Hilando esta pregunta con la anterior me gustaría saber cómo fue tu acercamiento a la literatura y qué tipo de libros persigues y disfrutas como lector y como escritor.

—Mi acercamiento fue a través de dos muebles cargados de libros que había en mi casa y de los que yo iba escogiendo sin orden. A través de los libros que leían mi padre y mi hermana.
Persigo libros muy bien escritos que me agarren algún órgano interno, sin trampas, que me hagan desear tener un rato lo antes posible para volver a refugiarme en ellos.

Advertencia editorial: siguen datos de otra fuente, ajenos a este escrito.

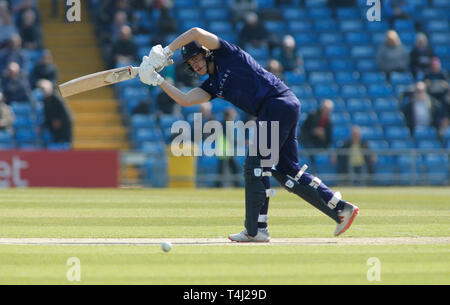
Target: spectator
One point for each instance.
(30, 31)
(317, 129)
(276, 68)
(45, 69)
(288, 57)
(422, 109)
(253, 33)
(6, 116)
(240, 8)
(13, 53)
(124, 51)
(420, 57)
(58, 119)
(6, 24)
(16, 87)
(356, 163)
(437, 81)
(392, 55)
(227, 164)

Como escritor, trato de hacer libros bien escritos, que atrapen, que hagan sentir a quien los lea que ha valido la pena leerlos, desear buscar otro libro del mismo autor, necesitar unos segundos para regresar al mundo real.

Al leerte encuentro una forma de trabajar el lenguaje muy diferente a la de cualquier autor contemporáneo… háblame de tu formación como escritor; no me refiero a tu aprendizaje académico sino a la forma en la que fuiste acercándote a la escritura, tus referentes y demás.

—Miro mucho alrededor, me extraño mucho y deseo comprender, creo que esto ayuda. La referencia más clara quizá sea una novela cortísima de Mario Vargas Llosa: Los cachorros. Ya en la primera frase el narrador habla en primera y en tercera persona, mezclándolas. Recuerdo que la primera vez que la leí, muy joven, me dije anda, pero si era posible hacer esto, adueñarse del lenguaje. Leí mucho a los autores del boom, la novela española de postguerra, los autores estadounidenses que ahora tienen ochenta años.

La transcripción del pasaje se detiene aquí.